Technology and Education: No Escape?

In this era, rapid technological growth is instrumental to our generation. Technology is viewed in a multitude of ways that are positive and negative. While many see technology as greatly beneficial, others believe this to be nothing more than a paradox that insights more problems. Although technology permits kids to make connections with others, some say the negatives heavily outweigh the positives. Before conforming to the “new world” of technology, it is integral that schools consider the negative aspects to technology and its useless capability to develop skills and creativity. It creates a lack of imagination in children as it brainwashes them with their readily available technology implemented in school curriculums.
Schools should look deeper into the fact that aside from technology being the “modern” and “new” method of education, it creates a deficiency of basic valued life skills. As a result, many children have become less cultured and “less intelligent”. According to Nicholas Carr, an American writer and finalist for the 2011 Pulitzer Prize, technology is instigating an “intellectual decay” in users’ brains. It’s a direct claim but one that he supports with his adequate findings from neuroscience. Children who merely play video games for long periods of time prove to be unproductive and develop, if anything, a lack of interest and loss of ability to do things that people once did WITHOUT technology. While it may seem like kids have the opportunity to utilize technology, it does not always yield benefits. The youth of this generation are slacking, in part, because of the “absent-mindedness” technology has created. Parents argue that if schools depend on technological advancements in their curriculums, they will soon fall behind due to the distraction that devices pose, in the classroom. Sixty nine percent of parents confess fearing that the career opportunities for their kids would be limited without proper IT skills. In coherence with the most basic degree of knowledge, mere textbooks allow for the development of reading skills and focusing abilities as well. Simple devices cannot just “replace” the once dependent sources of information.
The readily available access to these electronic devices stripped away students’ focus and drive. Others claim these electronics are “propaganda machines” that ensure short attention spans. Due to the massive power of technology, children on average spend about half as much time playing outside as their parents did at their age. Before being heavily consumed by technology and its convenience, it is vital that education systems reevaluate the possible hindering factors that technology presents. Such technological developments have proven to reduce child productivity, attentiveness, and imagination. This rush of technology is a lot to take in all at once, and implementing it in an educational environment prevents the standard methods of learning from being full-functioning. Schools need to consider an array of factors before utilizing certain technologies in curriculum and instruction.

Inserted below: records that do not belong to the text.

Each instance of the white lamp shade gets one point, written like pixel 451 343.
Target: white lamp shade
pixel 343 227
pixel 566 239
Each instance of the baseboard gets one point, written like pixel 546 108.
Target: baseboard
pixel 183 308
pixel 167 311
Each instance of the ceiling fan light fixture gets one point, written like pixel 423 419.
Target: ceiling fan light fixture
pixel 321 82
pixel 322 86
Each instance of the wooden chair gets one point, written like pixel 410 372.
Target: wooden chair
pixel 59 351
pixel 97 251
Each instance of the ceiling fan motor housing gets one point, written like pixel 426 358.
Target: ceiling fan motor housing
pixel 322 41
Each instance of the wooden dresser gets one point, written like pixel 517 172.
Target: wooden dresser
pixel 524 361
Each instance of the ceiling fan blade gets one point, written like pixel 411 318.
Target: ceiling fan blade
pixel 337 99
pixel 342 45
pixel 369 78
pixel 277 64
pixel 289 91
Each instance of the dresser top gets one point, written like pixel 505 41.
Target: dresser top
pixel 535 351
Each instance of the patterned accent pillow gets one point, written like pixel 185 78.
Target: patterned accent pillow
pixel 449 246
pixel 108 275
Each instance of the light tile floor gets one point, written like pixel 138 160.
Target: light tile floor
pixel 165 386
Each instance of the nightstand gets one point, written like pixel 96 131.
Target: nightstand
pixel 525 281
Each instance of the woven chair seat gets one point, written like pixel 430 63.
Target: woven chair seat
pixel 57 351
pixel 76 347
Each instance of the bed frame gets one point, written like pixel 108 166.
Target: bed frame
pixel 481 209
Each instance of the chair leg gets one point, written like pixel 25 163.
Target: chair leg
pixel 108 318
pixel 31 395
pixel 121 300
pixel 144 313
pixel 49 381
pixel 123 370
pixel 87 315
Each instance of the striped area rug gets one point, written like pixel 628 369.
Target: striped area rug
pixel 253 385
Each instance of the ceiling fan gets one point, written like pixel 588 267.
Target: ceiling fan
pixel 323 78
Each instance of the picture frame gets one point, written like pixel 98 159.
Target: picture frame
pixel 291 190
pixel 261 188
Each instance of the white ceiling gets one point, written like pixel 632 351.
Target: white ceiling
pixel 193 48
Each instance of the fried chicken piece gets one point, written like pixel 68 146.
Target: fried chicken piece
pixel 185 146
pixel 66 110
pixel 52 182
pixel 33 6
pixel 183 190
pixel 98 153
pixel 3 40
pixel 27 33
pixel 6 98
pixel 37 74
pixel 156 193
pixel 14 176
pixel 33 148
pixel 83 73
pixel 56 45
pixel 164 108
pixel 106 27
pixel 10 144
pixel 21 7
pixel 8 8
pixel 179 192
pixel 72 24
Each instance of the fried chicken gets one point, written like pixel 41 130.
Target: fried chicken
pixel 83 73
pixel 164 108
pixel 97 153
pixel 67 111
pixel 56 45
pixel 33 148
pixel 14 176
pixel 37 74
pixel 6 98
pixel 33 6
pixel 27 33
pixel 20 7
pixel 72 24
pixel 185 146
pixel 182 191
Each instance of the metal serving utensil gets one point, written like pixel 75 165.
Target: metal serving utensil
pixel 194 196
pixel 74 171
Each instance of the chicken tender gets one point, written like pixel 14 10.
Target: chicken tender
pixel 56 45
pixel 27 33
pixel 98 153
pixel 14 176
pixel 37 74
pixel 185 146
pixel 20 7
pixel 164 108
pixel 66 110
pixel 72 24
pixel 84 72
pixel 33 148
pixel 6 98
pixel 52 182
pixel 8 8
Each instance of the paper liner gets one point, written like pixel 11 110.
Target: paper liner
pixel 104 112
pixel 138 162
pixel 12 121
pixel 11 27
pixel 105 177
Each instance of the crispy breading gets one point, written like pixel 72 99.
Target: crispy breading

Although a lot of people affirmatively agree that technology poses a hazard to learning, just as many people believe otherwise. At one point, schools had rules and regulations AGAINST the presence of and the use of electronic devices in the school environment. Now, it is almost everywhere, in almost every school. According to Jeffrey Cole, the director of the Center for the Digital Future, “America’s future is based on technology, yet barely a majority of parents and students think schools are up to the challenge of training the next generation of technology users.” Additional sources claim that children who are assumed to achieve honors and astounding results are more likely to use software that is connected to their textbooks and their courses, than average students are. In accordance with those who stand for the use of technology, its advancements have helped us evolve as a society the way it is today. There’s no escaping it in today’s world, for our generation is at the brink of making technological breakthroughs. Many students who had an absence of technology in their youth have gone on to aiding in the early developmental stages of Artificial Intelligence, Augmented reality, Drones, Robots, 3D printing, and Virtual reality. If these innovators had no engagement with technology in their childhood and later helped change the world, the argument remains, what will this generation of kids achieve with the use of technology in their classrooms twenty years from now?
In school, technology helps students efficiently work at their own pace and discover their best learning patterns. Parents and sources claim that the connection many students have to technology, leaves the classroom with them, enabling an equal interactive experience at home. Educational systems that have already implemented a mass distribution of devices claim that it prepares their students for the “Digital Future” that will solely rely on electronic devices. Additionally, they believe retention rates increase with the use of Power Point slideshows and other means of visual representation to enhance learning.
There are two sides to such a critical debate, does technology stifle the way our kids learn or is it a preparation for the future they will have to live in? Whichever way you side, technology is here to stay. It is a matter of implementation tactics and whether or not it poses a serious threat to the education of our youth.